Essen bricht auf: Grundstein für das Kontorhausviertel in der Weststadt gelegt
Karlheinz MiesEssen bricht auf: Grundstein für das Kontorhausviertel in der Weststadt gelegt
Essen startet offiziell Bauarbeiten am Kontorhausviertel – ein Leuchtturmprojekt für die Weststadt
In Essen haben die Bauarbeiten für das Kontorhausviertel offiziell begonnen, ein großes städtebauliches Vorhaben, das den Stadtteil Weststadt grundlegend verändern soll. Am 18. November 2025 legte Oberbürgermeister Thomas Kufen den Grundstein auf dem ehemaligen Siemens-Gelände und markierte damit den Startschuss für ein Projekt, das der Gegend neuen Schwung verleihen soll.
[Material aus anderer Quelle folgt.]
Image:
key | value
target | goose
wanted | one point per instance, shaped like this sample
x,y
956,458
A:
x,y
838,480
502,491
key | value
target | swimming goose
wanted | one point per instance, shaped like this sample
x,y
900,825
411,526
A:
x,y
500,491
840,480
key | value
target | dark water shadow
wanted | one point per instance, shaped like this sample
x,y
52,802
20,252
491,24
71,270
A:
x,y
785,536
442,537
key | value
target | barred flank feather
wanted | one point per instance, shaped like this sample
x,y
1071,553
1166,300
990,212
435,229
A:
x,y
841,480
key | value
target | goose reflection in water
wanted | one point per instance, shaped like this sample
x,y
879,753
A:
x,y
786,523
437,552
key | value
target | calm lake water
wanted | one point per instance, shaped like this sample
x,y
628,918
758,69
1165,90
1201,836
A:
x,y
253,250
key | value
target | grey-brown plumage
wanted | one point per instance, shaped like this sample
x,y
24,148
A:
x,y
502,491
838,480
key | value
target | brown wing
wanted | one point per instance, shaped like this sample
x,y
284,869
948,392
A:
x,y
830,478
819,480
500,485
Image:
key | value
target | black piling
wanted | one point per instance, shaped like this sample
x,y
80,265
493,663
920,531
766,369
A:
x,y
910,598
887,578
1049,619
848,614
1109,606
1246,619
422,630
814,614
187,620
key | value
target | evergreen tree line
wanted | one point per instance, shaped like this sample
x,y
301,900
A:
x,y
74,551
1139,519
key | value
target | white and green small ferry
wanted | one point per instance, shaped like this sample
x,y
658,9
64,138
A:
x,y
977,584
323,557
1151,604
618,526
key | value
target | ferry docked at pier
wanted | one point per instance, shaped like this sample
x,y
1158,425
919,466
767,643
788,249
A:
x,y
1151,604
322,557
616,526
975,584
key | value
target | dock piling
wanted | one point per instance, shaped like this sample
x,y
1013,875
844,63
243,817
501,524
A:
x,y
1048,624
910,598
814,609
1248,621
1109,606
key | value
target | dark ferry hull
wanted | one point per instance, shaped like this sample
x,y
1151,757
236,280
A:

Das Vorhaben umfasst moderne Büroräume sowie Wohnraum, wobei die Fertigstellung in mehreren Abschnitten bis 2028 geplant ist.
Das Kontorhaus Ost wird auf 35.000 Quadratmetern Wohnungen sowie 11.000 Quadratmetern Büroflächen bieten. Bereits die Hälfte der Bürobereiche wurde von der Immobiliensparte der Stadt Essen gesichert, die 2027 einziehen soll. Die Wohnungen sollen hingegen ein Jahr später fertiggestellt werden.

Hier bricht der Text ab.